NEAGEP focuses on increasing the number of underrepresented students who earn Ph.D. degrees in science, technology, engineering and mathematics, or STEM, subjects, according to its website. The alliance is made up of 15 universities and is led by UMass.
“The NEAGEP students are the ones who are to be congratulated,” Petersen said of her award in a University press release. “My job is to help move obstacles placed in their way and remind them of who they are when they forget.”
Petersen said she and the NEAGEP students are “mutual mentors” and she is grateful to have the opportunity to know and collaborate with each of them.
University officials said the number of research-active faculty members involved in recruiting and mentoring minority students at UMass has increased 1,000 percent under Petersen’s leadership, rising from 19 in 2003 to more than 200 this year.
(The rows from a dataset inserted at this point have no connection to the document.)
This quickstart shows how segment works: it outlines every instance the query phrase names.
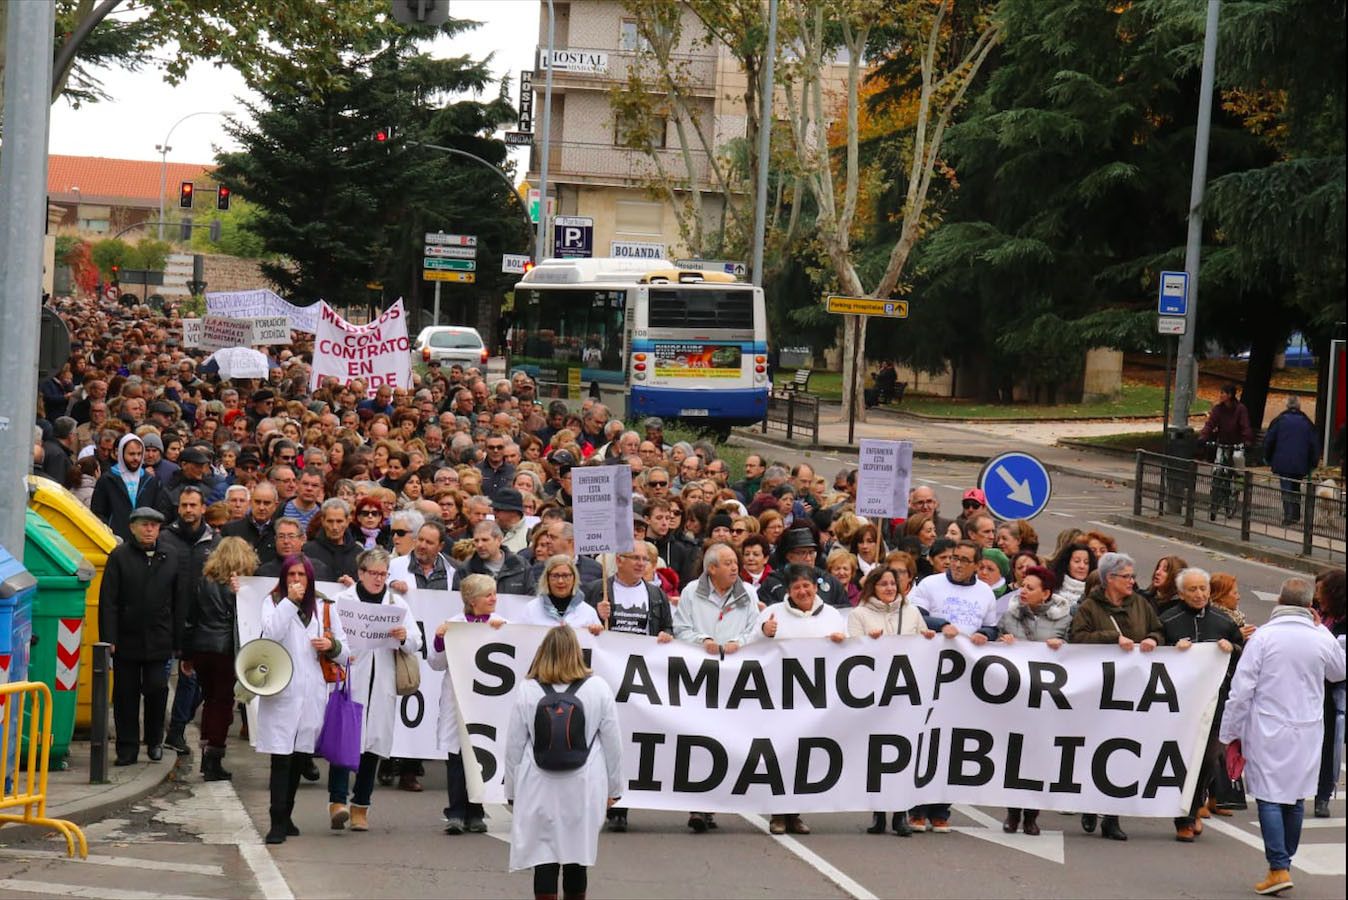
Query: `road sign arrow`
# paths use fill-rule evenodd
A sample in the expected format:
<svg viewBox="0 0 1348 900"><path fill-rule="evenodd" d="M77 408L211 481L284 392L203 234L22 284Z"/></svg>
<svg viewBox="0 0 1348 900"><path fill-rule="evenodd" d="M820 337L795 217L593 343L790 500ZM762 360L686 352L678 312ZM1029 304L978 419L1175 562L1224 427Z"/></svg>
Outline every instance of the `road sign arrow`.
<svg viewBox="0 0 1348 900"><path fill-rule="evenodd" d="M1011 473L1006 470L1006 466L998 466L994 470L1006 482L1006 486L1011 489L1008 495L1017 503L1024 503L1026 506L1034 506L1034 495L1030 493L1030 480L1017 481L1011 477Z"/></svg>
<svg viewBox="0 0 1348 900"><path fill-rule="evenodd" d="M1009 850L1019 850L1021 853L1028 853L1059 865L1066 862L1061 831L1049 831L1045 828L1036 837L1019 833L1007 834L1002 831L1001 822L982 810L963 805L956 806L955 809L978 823L977 826L956 825L954 830L960 834L967 834L990 844L999 844ZM1047 814L1057 815L1057 813ZM1070 822L1072 819L1067 821Z"/></svg>

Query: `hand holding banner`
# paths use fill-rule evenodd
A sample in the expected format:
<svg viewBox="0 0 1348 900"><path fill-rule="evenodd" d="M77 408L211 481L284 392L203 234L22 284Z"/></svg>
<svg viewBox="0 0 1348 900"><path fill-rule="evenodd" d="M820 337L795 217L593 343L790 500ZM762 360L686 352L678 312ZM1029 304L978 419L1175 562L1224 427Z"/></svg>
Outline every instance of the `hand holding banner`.
<svg viewBox="0 0 1348 900"><path fill-rule="evenodd" d="M401 299L368 325L352 325L328 304L319 306L309 390L317 390L326 377L342 384L362 378L367 397L383 385L411 385L412 344Z"/></svg>
<svg viewBox="0 0 1348 900"><path fill-rule="evenodd" d="M857 515L907 518L912 475L911 441L862 438L857 464Z"/></svg>

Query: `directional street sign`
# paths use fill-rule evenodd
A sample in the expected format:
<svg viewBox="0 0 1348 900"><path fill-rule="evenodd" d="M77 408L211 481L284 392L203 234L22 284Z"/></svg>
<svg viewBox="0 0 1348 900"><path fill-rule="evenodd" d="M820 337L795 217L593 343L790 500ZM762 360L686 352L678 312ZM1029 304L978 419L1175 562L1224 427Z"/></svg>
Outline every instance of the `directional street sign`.
<svg viewBox="0 0 1348 900"><path fill-rule="evenodd" d="M594 219L556 216L552 220L552 255L561 259L594 256Z"/></svg>
<svg viewBox="0 0 1348 900"><path fill-rule="evenodd" d="M825 308L831 313L848 316L883 316L887 319L908 318L907 300L874 300L870 297L843 297L830 294Z"/></svg>
<svg viewBox="0 0 1348 900"><path fill-rule="evenodd" d="M423 281L457 281L459 284L475 284L477 282L477 273L445 272L436 269L422 269L421 279Z"/></svg>
<svg viewBox="0 0 1348 900"><path fill-rule="evenodd" d="M442 259L438 256L423 256L421 258L421 267L423 269L439 269L450 272L475 272L477 271L477 260L475 259Z"/></svg>
<svg viewBox="0 0 1348 900"><path fill-rule="evenodd" d="M738 259L676 259L674 265L680 269L724 272L736 278L746 278L749 274L749 264Z"/></svg>
<svg viewBox="0 0 1348 900"><path fill-rule="evenodd" d="M477 235L475 234L445 234L442 231L426 232L426 243L428 244L457 244L460 247L476 247Z"/></svg>
<svg viewBox="0 0 1348 900"><path fill-rule="evenodd" d="M1156 333L1184 334L1184 323L1187 321L1183 316L1160 316L1156 319Z"/></svg>
<svg viewBox="0 0 1348 900"><path fill-rule="evenodd" d="M988 512L999 519L1033 519L1048 506L1053 483L1044 464L1028 453L1003 453L983 466L978 486Z"/></svg>
<svg viewBox="0 0 1348 900"><path fill-rule="evenodd" d="M426 256L452 256L455 259L476 259L476 247L459 247L455 244L427 244L421 251Z"/></svg>
<svg viewBox="0 0 1348 900"><path fill-rule="evenodd" d="M507 131L505 142L507 147L532 147L534 145L534 133L532 131Z"/></svg>
<svg viewBox="0 0 1348 900"><path fill-rule="evenodd" d="M1161 293L1157 297L1156 311L1163 316L1189 314L1188 272L1161 273Z"/></svg>
<svg viewBox="0 0 1348 900"><path fill-rule="evenodd" d="M501 271L523 275L524 267L529 264L529 258L527 253L502 253Z"/></svg>

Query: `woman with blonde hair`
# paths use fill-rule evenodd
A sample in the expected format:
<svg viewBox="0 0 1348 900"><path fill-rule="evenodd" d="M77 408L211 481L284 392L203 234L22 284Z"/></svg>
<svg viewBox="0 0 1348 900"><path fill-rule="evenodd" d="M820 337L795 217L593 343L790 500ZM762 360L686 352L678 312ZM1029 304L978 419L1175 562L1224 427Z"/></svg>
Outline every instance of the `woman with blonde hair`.
<svg viewBox="0 0 1348 900"><path fill-rule="evenodd" d="M535 897L556 897L559 875L565 896L585 896L586 869L599 856L605 812L622 796L617 704L607 682L590 675L575 633L558 626L543 636L528 675L515 689L505 744L505 794L514 804L510 869L534 870ZM540 719L558 721L540 703L558 695L566 695L583 716L570 716L564 734L556 733L556 725L553 733L539 734ZM582 721L583 735L573 734ZM550 747L577 740L586 748L578 768L545 768Z"/></svg>
<svg viewBox="0 0 1348 900"><path fill-rule="evenodd" d="M445 656L445 632L453 622L475 622L500 628L506 620L496 614L496 582L490 575L469 575L459 582L463 598L463 612L451 616L435 629L426 662L437 672L444 672L440 686L440 714L436 733L441 747L448 748L445 773L449 792L449 806L445 807L445 834L485 834L486 813L481 803L468 800L468 780L463 771L463 750L459 741L459 708L454 702L454 684L449 675L449 658Z"/></svg>
<svg viewBox="0 0 1348 900"><path fill-rule="evenodd" d="M538 577L538 594L524 608L520 625L570 625L591 634L604 630L599 614L585 602L580 589L580 571L569 556L549 556Z"/></svg>
<svg viewBox="0 0 1348 900"><path fill-rule="evenodd" d="M201 580L191 586L183 632L181 670L193 672L202 695L201 774L204 781L228 781L225 739L234 722L235 620L239 579L257 571L257 554L243 538L227 537L206 557Z"/></svg>

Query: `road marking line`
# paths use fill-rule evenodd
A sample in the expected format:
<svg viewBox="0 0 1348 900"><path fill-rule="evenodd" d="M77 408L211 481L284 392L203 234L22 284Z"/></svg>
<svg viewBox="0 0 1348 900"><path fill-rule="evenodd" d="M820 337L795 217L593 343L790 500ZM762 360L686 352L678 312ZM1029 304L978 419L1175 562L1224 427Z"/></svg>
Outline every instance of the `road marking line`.
<svg viewBox="0 0 1348 900"><path fill-rule="evenodd" d="M768 820L762 816L757 816L752 813L740 813L739 817L771 837L782 847L790 850L799 857L802 862L836 884L838 887L842 888L850 896L855 897L856 900L879 900L875 894L872 894L870 891L866 890L866 888L862 887L860 882L848 876L837 866L824 859L818 853L815 853L809 847L806 847L800 841L790 835L773 834L768 825Z"/></svg>
<svg viewBox="0 0 1348 900"><path fill-rule="evenodd" d="M510 843L510 826L515 821L510 807L504 803L488 803L483 807L487 813L487 834L502 843Z"/></svg>
<svg viewBox="0 0 1348 900"><path fill-rule="evenodd" d="M200 846L196 844L194 846ZM223 877L221 866L201 863L164 862L158 859L140 859L135 856L91 856L88 859L70 859L59 850L0 850L0 856L10 859L58 859L88 866L113 866L119 869L150 869L159 872L179 872L190 875L210 875Z"/></svg>
<svg viewBox="0 0 1348 900"><path fill-rule="evenodd" d="M26 878L0 878L0 890L29 894L54 894L59 897L106 898L106 900L209 900L187 894L160 894L155 891L128 891L102 885L61 884L56 881L30 881Z"/></svg>
<svg viewBox="0 0 1348 900"><path fill-rule="evenodd" d="M1128 532L1129 534L1135 534L1135 535L1137 535L1138 537L1151 538L1152 540L1155 540L1155 541L1171 541L1172 543L1176 543L1176 544L1184 544L1185 546L1193 547L1193 548L1196 549L1196 550L1201 550L1201 551L1203 551L1204 553L1210 553L1210 554L1212 554L1213 556L1220 556L1220 557L1223 557L1223 558L1225 558L1225 559L1229 559L1229 560L1231 560L1231 561L1233 561L1233 562L1240 562L1240 563L1242 563L1242 564L1244 564L1244 565L1247 565L1247 566L1257 566L1258 568L1261 568L1261 569L1268 569L1270 572L1277 572L1277 573L1280 574L1280 575L1297 575L1297 574L1299 574L1299 573L1297 573L1297 572L1293 572L1291 569L1280 569L1280 568L1278 568L1277 566L1271 566L1271 565L1269 565L1268 563L1260 562L1260 561L1257 560L1257 559L1246 559L1246 558L1243 557L1243 556L1233 556L1232 554L1227 553L1227 552L1224 551L1224 550L1217 550L1217 549L1214 549L1214 548L1212 548L1212 547L1204 546L1204 545L1202 545L1202 544L1195 544L1195 543L1193 543L1193 542L1191 542L1191 541L1181 540L1180 538L1166 537L1166 536L1163 535L1163 534L1152 534L1152 533L1149 532L1149 531L1138 531L1138 530L1135 529L1135 528L1128 528L1127 526L1124 526L1124 525L1117 525L1117 524L1115 524L1114 522L1101 522L1099 519L1091 519L1090 524L1091 524L1091 525L1099 525L1101 528L1109 528L1109 529L1112 529L1112 530L1114 530L1114 531L1126 531L1126 532Z"/></svg>
<svg viewBox="0 0 1348 900"><path fill-rule="evenodd" d="M267 852L266 845L262 843L262 835L258 834L257 826L244 809L243 801L235 792L234 785L228 781L205 782L198 785L194 793L215 801L214 808L222 826L220 831L232 832L232 841L212 840L207 837L206 842L234 843L239 848L239 855L252 870L253 878L266 900L295 900L294 892L286 883L285 876L276 865L276 860Z"/></svg>
<svg viewBox="0 0 1348 900"><path fill-rule="evenodd" d="M1253 819L1250 824L1258 828L1259 820ZM1308 828L1342 828L1344 824L1343 819L1306 819L1301 823L1301 830L1305 831Z"/></svg>
<svg viewBox="0 0 1348 900"><path fill-rule="evenodd" d="M1245 846L1250 847L1254 850L1258 850L1260 853L1264 852L1263 839L1250 834L1243 828L1239 828L1235 825L1231 825L1226 822L1218 821L1217 819L1208 819L1206 827L1213 829L1219 834L1224 834L1227 837L1235 838ZM1319 858L1323 856L1323 852L1311 849L1312 847L1316 846L1328 847L1334 851L1335 855L1330 858ZM1301 871L1305 872L1307 875L1344 874L1345 867L1343 859L1343 846L1341 844L1323 844L1323 845L1302 844L1301 848L1297 850L1297 853L1299 854L1299 856L1292 860L1292 865L1300 869ZM1308 855L1317 858L1308 860L1305 858Z"/></svg>

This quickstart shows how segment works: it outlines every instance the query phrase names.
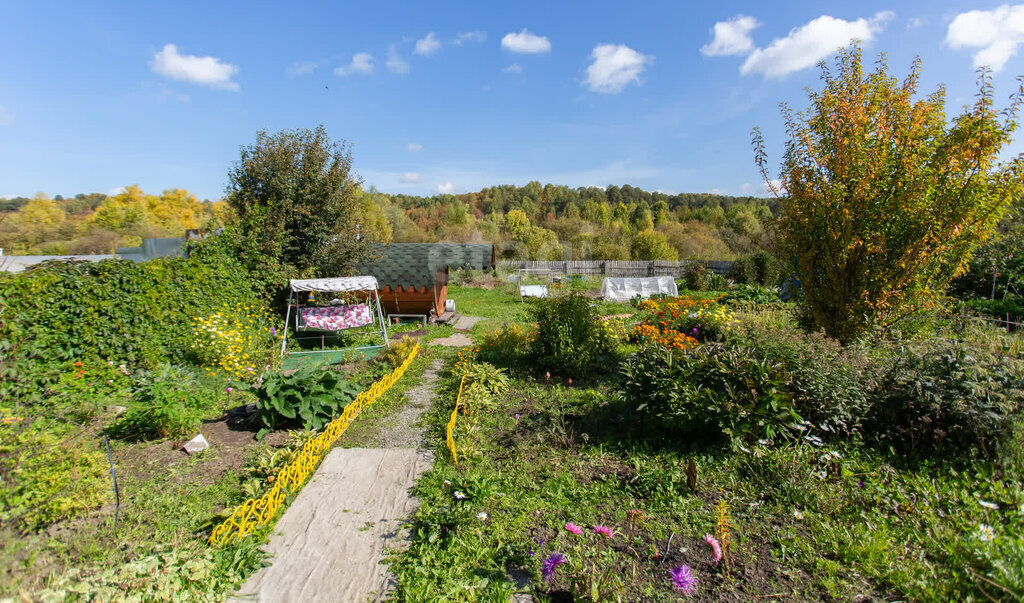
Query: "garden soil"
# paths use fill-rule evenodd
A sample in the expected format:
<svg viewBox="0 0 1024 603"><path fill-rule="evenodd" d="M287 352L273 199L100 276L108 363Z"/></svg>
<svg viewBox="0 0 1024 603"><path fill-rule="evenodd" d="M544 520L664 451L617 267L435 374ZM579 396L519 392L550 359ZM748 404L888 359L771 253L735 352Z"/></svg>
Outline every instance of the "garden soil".
<svg viewBox="0 0 1024 603"><path fill-rule="evenodd" d="M433 463L420 416L441 362L424 372L406 404L381 429L381 448L335 448L285 511L266 546L270 565L232 601L381 601L393 585L382 560L406 542L401 522L416 508L410 490Z"/></svg>

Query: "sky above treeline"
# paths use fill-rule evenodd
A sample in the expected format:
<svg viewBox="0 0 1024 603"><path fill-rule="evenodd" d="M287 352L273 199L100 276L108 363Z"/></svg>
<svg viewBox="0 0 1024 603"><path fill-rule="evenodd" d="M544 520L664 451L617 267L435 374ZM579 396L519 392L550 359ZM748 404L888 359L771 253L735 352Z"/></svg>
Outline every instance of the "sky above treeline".
<svg viewBox="0 0 1024 603"><path fill-rule="evenodd" d="M947 110L1024 74L1024 4L992 2L7 2L0 196L224 193L258 130L324 124L366 187L531 180L765 193L778 104L851 39ZM1012 151L1024 151L1016 142Z"/></svg>

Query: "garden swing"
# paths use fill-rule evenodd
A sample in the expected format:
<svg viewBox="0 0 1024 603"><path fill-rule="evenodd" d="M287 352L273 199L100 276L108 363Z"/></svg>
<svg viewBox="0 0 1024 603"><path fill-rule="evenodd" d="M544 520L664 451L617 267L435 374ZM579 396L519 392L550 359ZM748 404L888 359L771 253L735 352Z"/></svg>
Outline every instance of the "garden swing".
<svg viewBox="0 0 1024 603"><path fill-rule="evenodd" d="M377 279L372 276L348 276L337 278L292 279L291 291L288 294L288 310L284 318L284 334L281 338L282 360L291 357L319 356L324 363L331 364L344 360L353 352L369 355L368 352L389 347L388 327L384 313L380 308L380 297L377 294ZM348 300L333 300L326 305L309 305L317 293L349 293L355 294L355 303ZM300 298L307 294L307 303L302 304ZM294 307L294 312L292 311ZM295 323L290 325L293 319ZM320 339L319 350L299 350L285 354L288 343L288 327L295 333L296 341ZM379 345L356 346L343 349L324 349L328 337L337 337L342 331L359 327L372 327L363 334L379 334L382 343ZM299 364L295 362L293 364Z"/></svg>

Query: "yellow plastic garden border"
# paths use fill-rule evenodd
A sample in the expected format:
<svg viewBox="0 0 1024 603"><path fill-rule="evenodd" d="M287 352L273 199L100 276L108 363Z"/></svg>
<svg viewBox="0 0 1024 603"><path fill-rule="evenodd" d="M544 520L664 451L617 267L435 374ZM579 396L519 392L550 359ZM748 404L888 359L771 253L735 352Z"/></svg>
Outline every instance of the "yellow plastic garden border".
<svg viewBox="0 0 1024 603"><path fill-rule="evenodd" d="M462 376L459 382L459 395L455 398L455 408L452 410L452 417L448 419L448 426L445 427L445 439L448 441L448 450L452 453L452 462L459 466L459 457L455 454L455 438L452 432L455 431L455 418L459 416L459 402L462 400L462 386L466 383L466 376Z"/></svg>
<svg viewBox="0 0 1024 603"><path fill-rule="evenodd" d="M210 544L224 544L233 538L245 538L259 526L274 519L288 493L296 491L299 486L306 483L306 479L320 465L320 461L330 451L334 442L341 437L341 434L345 433L348 426L364 408L376 402L391 389L391 386L405 374L419 351L420 346L416 344L405 362L371 385L369 389L360 392L356 399L345 407L341 416L328 423L320 435L306 442L295 460L277 473L274 486L269 492L257 499L250 498L235 507L231 516L213 529L210 534Z"/></svg>

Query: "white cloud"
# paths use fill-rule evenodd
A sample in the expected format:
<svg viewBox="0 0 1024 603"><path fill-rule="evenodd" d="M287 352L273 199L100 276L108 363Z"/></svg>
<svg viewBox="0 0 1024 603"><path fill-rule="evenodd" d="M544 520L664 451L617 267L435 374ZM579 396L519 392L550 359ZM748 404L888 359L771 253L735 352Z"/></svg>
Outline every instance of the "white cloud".
<svg viewBox="0 0 1024 603"><path fill-rule="evenodd" d="M388 60L384 63L391 73L406 74L409 73L409 63L402 60L402 57L398 56L398 47L392 44L388 46Z"/></svg>
<svg viewBox="0 0 1024 603"><path fill-rule="evenodd" d="M398 177L398 181L403 184L416 184L417 182L423 182L423 174L418 172L405 172Z"/></svg>
<svg viewBox="0 0 1024 603"><path fill-rule="evenodd" d="M911 29L917 29L918 27L924 25L924 23L924 17L911 17L907 19L907 31L910 31Z"/></svg>
<svg viewBox="0 0 1024 603"><path fill-rule="evenodd" d="M511 52L541 54L551 52L551 42L544 36L536 36L525 29L519 33L507 33L501 39L501 47Z"/></svg>
<svg viewBox="0 0 1024 603"><path fill-rule="evenodd" d="M0 105L0 126L9 126L14 123L14 114L7 110L7 107Z"/></svg>
<svg viewBox="0 0 1024 603"><path fill-rule="evenodd" d="M372 73L373 55L368 52L357 52L352 55L352 62L348 65L336 67L334 75L352 75L353 73Z"/></svg>
<svg viewBox="0 0 1024 603"><path fill-rule="evenodd" d="M427 34L425 38L416 40L416 50L414 50L413 52L415 52L416 54L421 54L423 56L428 56L434 54L440 49L441 40L437 39L437 36L434 35L434 32L430 32Z"/></svg>
<svg viewBox="0 0 1024 603"><path fill-rule="evenodd" d="M172 80L223 90L238 90L238 84L231 81L231 77L238 73L237 66L216 57L179 54L178 47L174 44L166 44L162 50L154 54L153 60L149 62L149 68L153 73Z"/></svg>
<svg viewBox="0 0 1024 603"><path fill-rule="evenodd" d="M502 71L504 71L505 73L522 73L523 66L520 65L519 63L512 63L508 67L502 69Z"/></svg>
<svg viewBox="0 0 1024 603"><path fill-rule="evenodd" d="M758 25L760 23L757 19L746 15L736 15L728 21L719 21L711 30L715 37L710 43L701 46L700 53L709 57L746 54L754 49L750 32Z"/></svg>
<svg viewBox="0 0 1024 603"><path fill-rule="evenodd" d="M405 148L410 153L415 153L416 151L422 151L423 145L416 144L415 142L410 142L409 144L405 145Z"/></svg>
<svg viewBox="0 0 1024 603"><path fill-rule="evenodd" d="M744 182L743 184L740 185L740 192L743 193L744 195L748 195L750 194L750 191L753 188L753 185L751 185L749 182Z"/></svg>
<svg viewBox="0 0 1024 603"><path fill-rule="evenodd" d="M999 71L1024 43L1024 4L1003 4L992 10L960 13L949 24L946 44L950 48L979 48L974 66Z"/></svg>
<svg viewBox="0 0 1024 603"><path fill-rule="evenodd" d="M762 195L785 195L786 187L782 185L782 180L778 178L772 178L768 182L761 183L761 194Z"/></svg>
<svg viewBox="0 0 1024 603"><path fill-rule="evenodd" d="M456 46L462 46L466 42L480 43L486 39L487 32L481 31L479 29L475 31L463 31L459 32L459 35L455 36L455 39L452 40L452 44L455 44Z"/></svg>
<svg viewBox="0 0 1024 603"><path fill-rule="evenodd" d="M455 193L455 185L451 182L445 182L444 184L437 185L437 192L442 195L452 195Z"/></svg>
<svg viewBox="0 0 1024 603"><path fill-rule="evenodd" d="M117 187L117 188L112 188L112 189L110 189L109 191L107 191L107 192L106 192L106 195L107 195L108 197L116 197L116 196L118 196L118 195L123 195L123 194L125 194L126 192L128 192L128 191L127 191L127 190L125 190L125 188L124 188L123 186L119 186L119 187Z"/></svg>
<svg viewBox="0 0 1024 603"><path fill-rule="evenodd" d="M822 15L790 30L788 36L776 38L767 48L755 49L740 67L740 73L760 73L766 78L773 78L813 67L851 40L870 42L890 18L892 13L889 11L856 21Z"/></svg>
<svg viewBox="0 0 1024 603"><path fill-rule="evenodd" d="M316 71L316 68L320 66L323 61L295 61L284 70L285 74L289 77L299 77L302 75L309 75Z"/></svg>
<svg viewBox="0 0 1024 603"><path fill-rule="evenodd" d="M587 86L602 94L621 92L630 82L639 82L644 67L654 61L621 44L598 44L590 56L594 62L587 67Z"/></svg>

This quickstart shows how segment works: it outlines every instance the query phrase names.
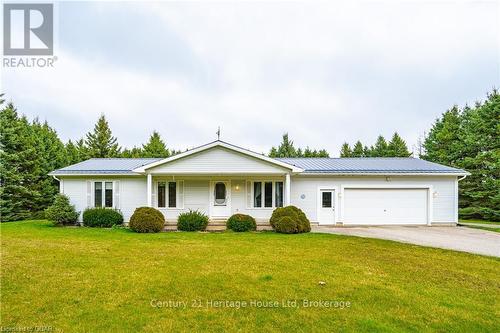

Enrollment and retention rates for minority students in STEM disciplines increased, as well.
UMass chemistry professor Lynmarie Thompson said in the press release, “Petersen is an inspiring mentor of underrepresented minority students, an excellent community builder and an agent of change at the institutional level.”
According to Thompson, letters from students and colleagues indicate Petersen’s outstanding results as a mentor, adding that Petersen is a good listener who always makes time for her students and is good at explaining to students their responsibilities.
Students also said in their letters that Petersen is “helpful in a way that you learn how to help yourself as well,” according to the release.
The mentors and organizations chosen for the PAESMEM represent the winners for 2012 and 2013. Candidates can nominate themselves or be nominated by faculty and students in their institutions or through professional affiliations.